なお、平均粒子径10μm以上の場合は、金型への充填が困難であった。
2 把持部材2
3 外装パイプ
Claims (7)
- 肉厚1mm以下の薄肉部を有する焼結体を製造するための方法であって、金属粉末と有機バインダを含有する成形材料を射出成形して成形体を得る工程と、前記成形体を脱脂・焼結して焼結体を得る脱脂・焼結工程とを有し、
前記金属粉末が、平均粒径1〜6μmの粉末であって、ステンレス合金粉末、チタン合金粉末、及び/又は焼結によりステンレス合金もしくはチタン合金を形成する合金前駆体粉末、から選択され、
前記成形材料中の前記有機バインダの割合が、前記成形材料全量の40〜50体積%であり、
前記脱脂・焼結工程において、焼結最高温度が900〜1200℃であり、温度帯100〜400℃における昇温速度が100℃/hr以下であり、温度帯600〜800℃における昇温速度が200℃/hr以下である
ことを特徴とする方法。 - 前記金属粉末が、Ti−Al−V合金粉末、及び/又は焼結によりTi−Al−V合金を形成する合金前駆体粉末、から選択されることを特徴とする、請求項1に記載の製造方法。

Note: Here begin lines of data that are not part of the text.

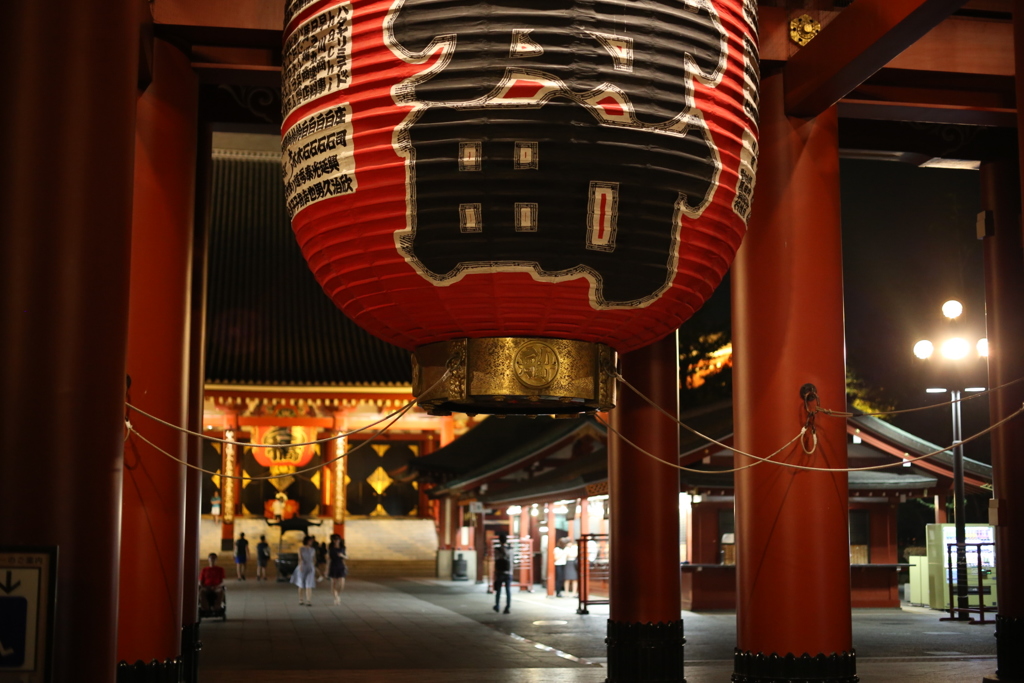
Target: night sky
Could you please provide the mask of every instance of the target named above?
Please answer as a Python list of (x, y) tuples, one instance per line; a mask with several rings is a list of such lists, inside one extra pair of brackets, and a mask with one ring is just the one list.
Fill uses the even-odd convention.
[[(975, 236), (979, 173), (844, 160), (841, 174), (847, 366), (897, 408), (948, 400), (924, 390), (958, 379), (912, 349), (919, 339), (956, 334), (973, 346), (985, 336), (982, 243)], [(943, 317), (940, 307), (950, 298), (964, 304), (962, 322)], [(984, 385), (984, 366), (972, 366), (959, 381)], [(966, 402), (963, 417), (965, 436), (983, 429), (986, 399)], [(940, 445), (952, 439), (949, 408), (893, 421)], [(989, 461), (987, 442), (966, 448), (969, 457)]]
[[(979, 173), (861, 160), (843, 160), (841, 173), (847, 366), (896, 408), (948, 400), (925, 389), (956, 380), (933, 372), (935, 364), (912, 349), (919, 339), (953, 336), (940, 310), (949, 298), (965, 308), (957, 334), (972, 345), (985, 336), (982, 244), (975, 237)], [(727, 277), (683, 326), (682, 341), (728, 326)], [(983, 366), (974, 370), (981, 376), (962, 378), (965, 385), (984, 384)], [(963, 418), (965, 436), (987, 426), (986, 399), (966, 402)], [(952, 441), (948, 407), (892, 421), (941, 446)], [(984, 439), (965, 452), (990, 461)]]

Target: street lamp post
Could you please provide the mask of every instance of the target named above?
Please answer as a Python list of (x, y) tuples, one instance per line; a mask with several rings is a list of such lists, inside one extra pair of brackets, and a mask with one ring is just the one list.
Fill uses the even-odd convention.
[[(949, 320), (956, 320), (963, 313), (963, 305), (959, 301), (950, 300), (942, 305), (942, 314)], [(988, 342), (979, 339), (975, 347), (979, 357), (988, 356)], [(932, 357), (935, 346), (923, 339), (914, 345), (914, 355), (922, 360)], [(970, 354), (970, 345), (961, 337), (953, 337), (942, 342), (939, 355), (950, 361), (961, 361)], [(928, 393), (946, 393), (946, 389), (928, 389)], [(960, 412), (960, 400), (964, 391), (984, 391), (979, 387), (964, 389), (951, 388), (950, 407), (953, 416), (953, 517), (956, 523), (956, 606), (958, 620), (966, 621), (969, 617), (970, 600), (967, 596), (967, 495), (964, 489), (964, 446)]]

- 前記金属粉末が、ステンレス合金粉末、及び/又は焼結によりステンレス合金を形成する合金前駆体粉末、から選択されることを特徴とする、請求項1に記載の製造方法。
- 温度帯600〜800℃における昇温が、水素雰囲気下あるいは真空下で行われることを特徴とする、請求項1〜3のいずれか1項に記載の製造方法。
- 前記脱脂・焼結工程を同一炉内若しくは連続炉内で行うことを特徴とする、請求項1〜4のいずれか1項に記載の製造方法。

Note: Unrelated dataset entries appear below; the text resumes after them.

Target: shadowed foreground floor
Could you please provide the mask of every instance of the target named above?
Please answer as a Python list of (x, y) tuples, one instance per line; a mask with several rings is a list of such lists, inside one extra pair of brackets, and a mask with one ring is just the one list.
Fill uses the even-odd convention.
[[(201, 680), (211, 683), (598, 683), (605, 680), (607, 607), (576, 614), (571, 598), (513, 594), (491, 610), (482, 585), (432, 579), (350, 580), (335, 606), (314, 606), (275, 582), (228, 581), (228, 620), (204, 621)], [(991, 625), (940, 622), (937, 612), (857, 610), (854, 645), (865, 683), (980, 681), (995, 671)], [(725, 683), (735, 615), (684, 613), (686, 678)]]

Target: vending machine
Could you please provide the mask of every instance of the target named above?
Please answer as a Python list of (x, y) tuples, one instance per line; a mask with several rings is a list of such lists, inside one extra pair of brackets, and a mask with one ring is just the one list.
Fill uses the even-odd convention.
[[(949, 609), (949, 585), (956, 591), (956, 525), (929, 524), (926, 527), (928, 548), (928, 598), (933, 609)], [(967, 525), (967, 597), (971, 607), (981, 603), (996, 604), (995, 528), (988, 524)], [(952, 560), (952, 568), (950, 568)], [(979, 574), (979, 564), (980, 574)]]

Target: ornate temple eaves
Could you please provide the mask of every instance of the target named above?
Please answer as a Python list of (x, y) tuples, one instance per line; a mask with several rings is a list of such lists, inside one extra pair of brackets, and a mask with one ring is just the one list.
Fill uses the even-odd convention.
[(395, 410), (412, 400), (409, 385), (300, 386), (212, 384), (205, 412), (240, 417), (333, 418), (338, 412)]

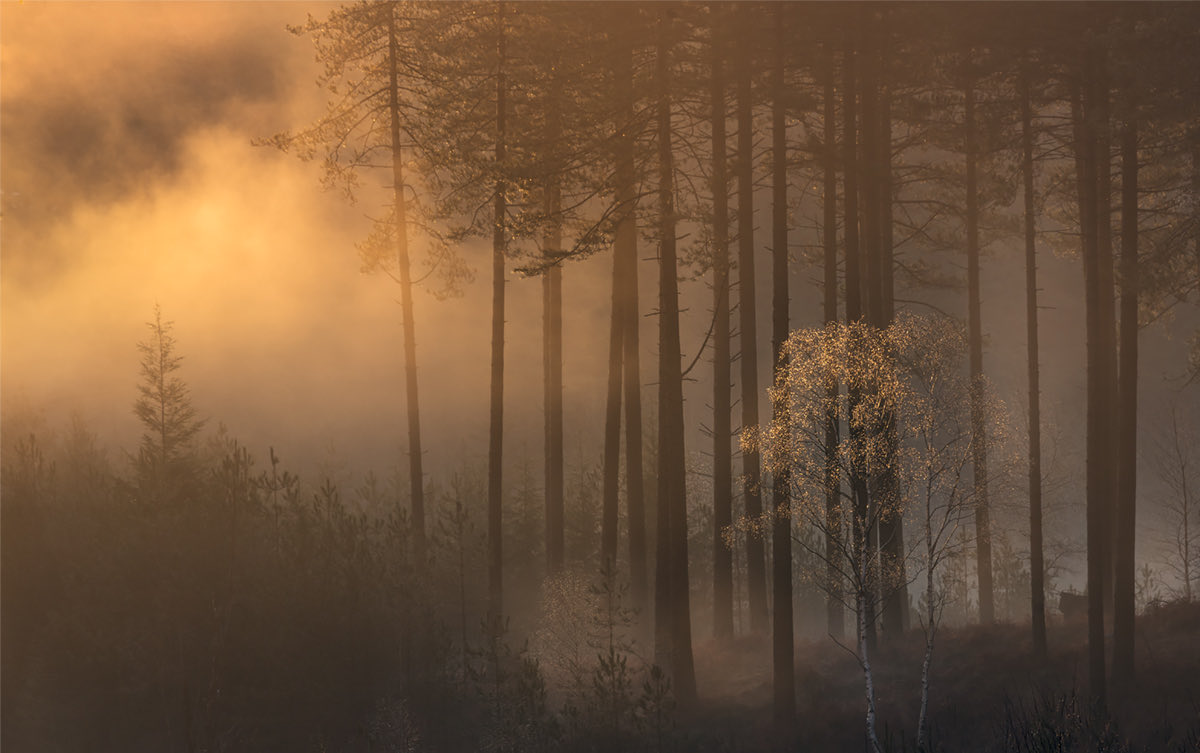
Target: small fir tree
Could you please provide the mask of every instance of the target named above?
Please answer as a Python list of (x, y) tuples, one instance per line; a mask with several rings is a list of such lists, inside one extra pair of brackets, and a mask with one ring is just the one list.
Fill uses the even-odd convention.
[(204, 427), (196, 414), (187, 384), (177, 372), (183, 357), (176, 354), (174, 322), (163, 321), (162, 307), (146, 323), (150, 336), (138, 343), (142, 355), (141, 382), (133, 412), (143, 432), (138, 449), (138, 474), (160, 491), (169, 480), (186, 475), (193, 460), (193, 440)]

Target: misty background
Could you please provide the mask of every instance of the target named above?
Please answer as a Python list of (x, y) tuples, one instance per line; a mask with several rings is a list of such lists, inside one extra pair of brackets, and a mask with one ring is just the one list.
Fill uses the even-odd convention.
[[(306, 482), (322, 476), (390, 476), (404, 458), (400, 307), (386, 276), (360, 272), (355, 244), (382, 214), (367, 192), (357, 205), (319, 185), (320, 166), (253, 145), (311, 122), (325, 92), (308, 38), (287, 32), (325, 3), (0, 4), (0, 392), (10, 437), (63, 430), (78, 415), (103, 441), (132, 452), (136, 343), (155, 304), (175, 323), (181, 376), (193, 400), (251, 452), (274, 447)], [(382, 181), (382, 176), (380, 180)], [(764, 212), (757, 202), (760, 290), (769, 290)], [(802, 200), (798, 200), (802, 203)], [(815, 204), (814, 204), (815, 207)], [(808, 211), (819, 211), (808, 207)], [(797, 206), (797, 212), (806, 211)], [(813, 215), (815, 216), (815, 214)], [(811, 231), (810, 231), (811, 232)], [(793, 251), (816, 243), (793, 233)], [(1019, 239), (983, 260), (984, 369), (1025, 415), (1023, 268)], [(1082, 541), (1084, 308), (1078, 258), (1039, 255), (1047, 505)], [(414, 249), (420, 268), (421, 249)], [(459, 249), (480, 272), (447, 300), (415, 298), (419, 379), (431, 482), (482, 461), (487, 431), (487, 263), (476, 241)], [(642, 309), (654, 309), (656, 266), (643, 242)], [(961, 274), (965, 262), (944, 258)], [(820, 270), (794, 264), (793, 326), (820, 322)], [(564, 385), (569, 466), (600, 458), (611, 262), (571, 263), (564, 274)], [(419, 274), (419, 273), (418, 273)], [(681, 286), (685, 367), (711, 321), (699, 270)], [(696, 277), (698, 279), (689, 279)], [(506, 486), (513, 469), (540, 469), (541, 292), (509, 273), (506, 359)], [(965, 313), (965, 291), (920, 298)], [(767, 321), (769, 296), (760, 296)], [(1139, 421), (1161, 422), (1178, 393), (1195, 307), (1145, 329)], [(644, 352), (656, 323), (643, 318)], [(761, 373), (769, 352), (762, 349)], [(711, 441), (707, 354), (685, 384), (687, 450), (703, 476)], [(653, 369), (643, 357), (652, 411)], [(765, 410), (766, 396), (762, 396)], [(1188, 403), (1187, 401), (1192, 401)], [(653, 426), (652, 413), (646, 426)], [(765, 415), (765, 414), (764, 414)], [(1017, 432), (1018, 434), (1020, 432)], [(1149, 446), (1149, 443), (1146, 444)], [(114, 450), (117, 451), (117, 450)], [(477, 454), (477, 455), (476, 455)], [(1143, 458), (1143, 466), (1145, 466)], [(1153, 471), (1138, 474), (1139, 560), (1166, 532), (1153, 504)], [(1020, 488), (1023, 478), (1010, 480)], [(997, 503), (1004, 503), (997, 490)], [(1015, 504), (1019, 492), (1010, 495)], [(1027, 526), (1018, 509), (1000, 526)], [(1082, 567), (1059, 586), (1082, 582)]]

- 前記金属粉末の平均粒径が2〜4μmであることを特徴とする、請求項1〜5のいずれか1項に記載の製造方法。
- 焼結密度が95%以上、焼結後の平均面粗さがRaで1μm以下、ビッカース硬度が200〜600HV、引張強度が800MPa以上の焼結体を製造することを特徴とする、請求項1〜6のいずれか1項に記載の製造方法。